225Ac-PSMA-J591 active in mCRPC with difficult-to-treat metastatic sites

The PSMA-targeted alpha-radioligand therapy ²²⁵Ac-PSMA-J591 showed promising efficacy across different metastatic sites in patients with metastatic castration-resistant prostate cancer (mCRPC), including sites shown to be resistant to beta-emitting PSMA radionuclide therapies, such as ¹⁷⁷Lu-PSMA-617 (lutetium Lu 177 vipivotide tetraxetan; Pluvicto), according to findings shared at the 2023 SUO Annual Meeting.¹

Regarding next steps, Ricaurte-Fajardo said, “We want to see if we can use 225Ac-PSMA-J591 in earlier stages of the disease.” He added that another goal is to see how patients do with 225Ac-PSMA-J591 after being treated with 177Lu-PSMA-617.

“Variations in [PSMA-targeted radioligand] treatment response across different metastatic sites, such as bone, nodal, and visceral locations, remain poorly understood. Investigating these variations is essential for optimizing treatment strategies and improving patient outcomes,” first study author Andres Ricaurte-Fajardo, MD, a post-doctoral fellow in Radiology/Molecular Imaging and Therapeutics at Weill Cornell Medicine, said when explaining the study background in an interview with Urology Times at the SUO meeting.

“In this study, we explored the response to ²²⁵Ac-labeled PSMA antibody in various mCRPC metastatic sites, aiming to enhance our understanding of this therapeutic approach and its potential implications for personalized management,” added Ricaurte-Fajardo.

The poster Ricaurte-Fajardo shared at the SUO meeting consisted of data from a post-hoc analysis of a prospective phase 1 single ascending dose trial. The prospective trial included 32 patients treated with ²²⁵Ac-PSMA-J591 from 2017 to 2020. The post-hoc analysis included 20 patients who had baseline ⁶⁸Ga-PSMA-11 PET/CT and post-treatment PET/CT.

According to the Ricaurte-Fajardo, “Overall response was assessed on post-treatment PET/CT using PERCIST and RECIST on conventional imaging for cases with measurable disease.” The investigators assessed responses at the patients and lesion levels.

Overall, 35% of men had an objective response on post-treatment PET/CT. Additionally, 55% of the men had a PSA50 response (biochemical response), defined as a decline in PSA level of at least 50% between baseline and follow-up. Among 8 patients with measurable disease, conventional imaging showed that 87% had stable disease and 13% had disease progression. Men who had a biochemical response were more likely to have a positive PET response, according to Ricaurte-Fajardo.

Overall, there were 204 lesions measured on baseline PET. The researchers assessed response by type of metastasis. Ricaurte-Fajardo noted that, “Some previous data point toward liver and bone/bone marrow as more commonly resistant sites to PSMA-targeted beta-radioligand therapy (¹⁷⁷Lu-PSMA-617).”

A comparison of pre- and post-treatment SUV_peak showed median declines of -52%, -40%, -23% in visceral, bone, and nodal lesions, respectively. The objective response rate was 71% in visceral lesions, 52% in bone lesions, and 39% in nodal lesions.

“Here, the interesting thing is there was a statistically significant difference when we compared [the change in median SUV_peak values] for visceral lesions versus nodal lesions [P = .042]; however, there was not a statistically significant difference between the [change in median SUV_peak median values] in visceral lesions vs bone lesions [P = .17] or in bone lesions verses nodal lesions [P = .32],” said Ricaurte-Fajardo.

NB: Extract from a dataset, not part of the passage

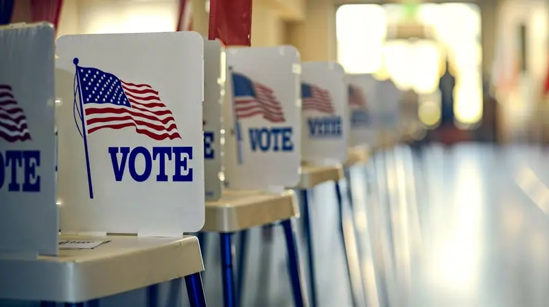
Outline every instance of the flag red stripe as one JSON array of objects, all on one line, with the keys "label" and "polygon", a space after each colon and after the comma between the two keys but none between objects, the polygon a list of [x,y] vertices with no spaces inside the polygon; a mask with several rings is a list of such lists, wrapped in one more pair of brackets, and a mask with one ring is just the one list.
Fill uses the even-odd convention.
[{"label": "flag red stripe", "polygon": [[277,101],[272,101],[272,100],[263,100],[257,98],[237,98],[236,99],[237,104],[241,103],[261,103],[266,106],[269,108],[272,108],[277,110],[282,110],[282,108],[280,106],[280,103],[278,103]]},{"label": "flag red stripe", "polygon": [[126,127],[135,127],[135,131],[141,134],[145,134],[145,136],[152,138],[153,140],[165,140],[166,138],[169,138],[170,140],[174,140],[176,138],[181,138],[181,136],[179,135],[178,132],[173,132],[171,134],[169,133],[163,133],[161,134],[155,134],[149,130],[145,129],[139,129],[137,126],[132,123],[125,123],[121,124],[112,124],[112,125],[105,125],[100,127],[96,127],[93,129],[90,129],[88,130],[88,134],[91,134],[95,131],[97,131],[102,129],[109,128],[113,129],[115,130],[117,130],[119,129],[125,128]]},{"label": "flag red stripe", "polygon": [[126,95],[128,96],[128,99],[132,97],[134,99],[144,100],[145,101],[149,101],[151,100],[160,100],[160,97],[158,96],[147,96],[144,97],[140,97],[132,94],[131,92],[128,92],[128,90],[124,90],[124,93],[126,93]]},{"label": "flag red stripe", "polygon": [[25,123],[23,125],[21,125],[20,127],[17,127],[16,126],[14,127],[14,125],[8,125],[5,123],[0,121],[0,126],[3,127],[4,128],[10,131],[16,132],[23,132],[25,129],[29,129],[29,127],[27,126],[27,123]]},{"label": "flag red stripe", "polygon": [[3,101],[0,101],[0,106],[9,106],[10,104],[17,104],[17,101],[15,100],[4,100]]},{"label": "flag red stripe", "polygon": [[0,119],[8,119],[18,124],[26,119],[24,114],[19,115],[19,117],[12,117],[10,116],[9,115],[6,115],[2,113],[0,113]]},{"label": "flag red stripe", "polygon": [[17,140],[25,141],[31,139],[30,134],[28,132],[25,133],[22,136],[10,136],[1,130],[0,130],[0,137],[10,143]]},{"label": "flag red stripe", "polygon": [[[146,110],[146,109],[145,110],[142,110],[142,109],[139,109],[138,108],[132,108],[139,110],[140,111],[142,111],[142,112],[148,112],[152,113],[151,115],[153,116],[152,120],[154,120],[154,121],[157,121],[158,120],[158,117],[157,116],[159,116],[166,115],[166,114],[172,115],[172,112],[170,112],[169,110],[163,110],[163,111],[150,111],[150,110]],[[119,110],[120,109],[117,109],[116,108],[98,108],[98,107],[90,108],[89,109],[86,109],[86,115],[93,115],[94,114],[117,113],[117,112],[119,112]],[[138,112],[132,112],[131,108],[128,108],[128,110],[124,110],[124,112],[126,112],[126,113],[130,113],[130,114],[131,114],[132,115],[145,117],[145,114],[140,114],[140,113],[138,113]],[[147,115],[149,115],[149,114],[147,114]],[[149,116],[151,116],[151,115],[149,115]],[[156,116],[154,116],[154,115],[156,115]],[[172,119],[172,121],[175,121],[175,120],[174,119],[174,117],[167,117],[167,118],[168,119]]]},{"label": "flag red stripe", "polygon": [[154,90],[153,90],[152,88],[145,88],[145,89],[142,89],[142,90],[139,89],[139,90],[138,90],[138,89],[136,89],[136,88],[128,88],[128,87],[124,86],[122,86],[122,88],[124,88],[124,90],[128,90],[128,92],[132,93],[133,94],[139,94],[139,95],[152,94],[152,95],[155,95],[156,97],[158,97],[158,95],[159,95],[159,92],[158,91]]},{"label": "flag red stripe", "polygon": [[122,84],[125,84],[125,85],[130,86],[135,86],[136,88],[145,87],[145,88],[149,88],[150,89],[152,89],[152,87],[151,87],[151,86],[150,86],[148,84],[138,84],[137,83],[125,82],[124,82],[122,80],[120,80],[120,82],[122,82]]},{"label": "flag red stripe", "polygon": [[263,118],[267,119],[268,121],[272,123],[282,123],[285,121],[283,117],[272,117],[270,116],[268,114],[262,112],[262,111],[257,111],[251,113],[248,113],[246,114],[239,115],[239,119],[247,119],[249,117],[253,117],[255,115],[261,114],[263,115]]},{"label": "flag red stripe", "polygon": [[[138,101],[137,101],[135,99],[133,99],[132,98],[130,98],[130,97],[128,98],[128,100],[130,101],[130,102],[131,102],[132,103],[132,108],[135,107],[135,106],[133,103],[139,104],[140,106],[146,106],[147,108],[154,108],[154,107],[165,108],[165,107],[164,103],[163,103],[161,102],[151,102],[150,103],[145,104],[145,103],[143,103],[142,102]],[[146,110],[146,109],[145,109],[145,110]],[[168,110],[168,112],[170,112],[170,110]],[[170,112],[170,113],[171,114],[172,112]]]},{"label": "flag red stripe", "polygon": [[0,108],[0,111],[5,112],[6,112],[8,114],[15,114],[15,113],[18,113],[19,112],[21,112],[21,113],[23,112],[23,109],[21,109],[21,108],[14,108],[12,109],[10,109],[10,110],[5,110],[5,109]]},{"label": "flag red stripe", "polygon": [[[172,123],[172,125],[166,127],[164,125],[155,125],[154,123],[148,123],[143,121],[140,121],[139,119],[136,119],[132,116],[129,115],[123,116],[110,116],[110,117],[99,117],[95,119],[90,119],[86,121],[86,124],[91,125],[94,123],[109,123],[109,122],[116,122],[116,121],[121,121],[124,120],[130,120],[135,123],[136,125],[139,125],[142,126],[147,127],[148,128],[154,129],[154,130],[159,132],[163,131],[170,131],[172,129],[177,129],[177,125],[176,125],[175,123]],[[95,127],[92,128],[95,129]]]},{"label": "flag red stripe", "polygon": [[13,98],[14,97],[13,94],[10,92],[0,92],[0,98],[4,97]]},{"label": "flag red stripe", "polygon": [[[108,112],[108,113],[113,114],[112,112]],[[126,112],[120,112],[115,113],[115,114],[124,115],[126,113]],[[145,116],[139,116],[139,117],[145,117]],[[147,117],[147,119],[148,119],[148,117]],[[163,130],[170,130],[170,129],[173,128],[172,126],[175,126],[176,125],[175,123],[172,123],[172,125],[170,125],[169,126],[166,126],[166,125],[167,125],[167,123],[170,123],[170,121],[172,121],[172,122],[175,123],[175,121],[174,121],[173,118],[172,118],[172,119],[168,118],[168,119],[163,119],[162,121],[159,121],[159,122],[161,122],[161,123],[162,123],[162,125],[156,125],[156,124],[152,123],[148,123],[148,122],[145,122],[145,121],[139,121],[139,119],[136,119],[134,116],[132,116],[131,115],[124,115],[124,116],[121,116],[94,117],[93,119],[87,119],[86,121],[86,122],[88,123],[89,125],[92,125],[92,124],[94,124],[94,123],[106,123],[108,121],[123,121],[123,120],[125,120],[125,119],[132,119],[132,120],[136,121],[136,122],[138,122],[138,121],[141,122],[141,125],[143,125],[144,126],[149,127],[150,128],[153,128],[155,130],[159,130],[159,131],[162,131]]]},{"label": "flag red stripe", "polygon": [[274,108],[270,106],[267,106],[264,103],[262,103],[261,101],[258,101],[257,100],[253,100],[251,101],[248,101],[246,103],[240,103],[237,102],[236,107],[237,109],[244,109],[244,110],[248,109],[250,108],[259,107],[259,108],[264,108],[266,110],[269,110],[269,112],[272,112],[274,113],[282,113],[281,108],[280,107]]}]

Ricaurte-Fajardo et al also assessed a small sample of 4 patients with liver metastases. “These patients usually do worse than other patients,” explained Ricaurte-Fajardo.

The median for the liver metastasis SUV_max in these patients was 10.96%. After treatment, a tumor volume reduction ranging from 17% to 88% was observed in 3 of 4 cases. One patient had circulating tumor cell “conversion to favorable or undetectable,” noted Ricaurte-Fajardo.

Regarding next steps, Ricaurte-Fajardo said, “We want to see if we can use ²²⁵Ac-PSMA-J591 in earlier stages of the disease.” He added that another goal is to see how patients do with ²²⁵Ac-PSMA-J591 after being treated with ¹⁷⁷Lu-PSMA-617.

Reference

1. Ricaurte-Fajardo A, Stangl-Kremser J, Martinez-Fundichel A, et al. Assessment of PSMA PET imaging response in metastatic castration-resistant prostate cancer after 225Ac-J591 therapy: Post-hoc patient-level analysis of a prospective clinical trial. Presented at: 2023 Society of Urologic Oncology Annual Meeting. November 28 – December 1, 2023; Washington, DC. Poster 249.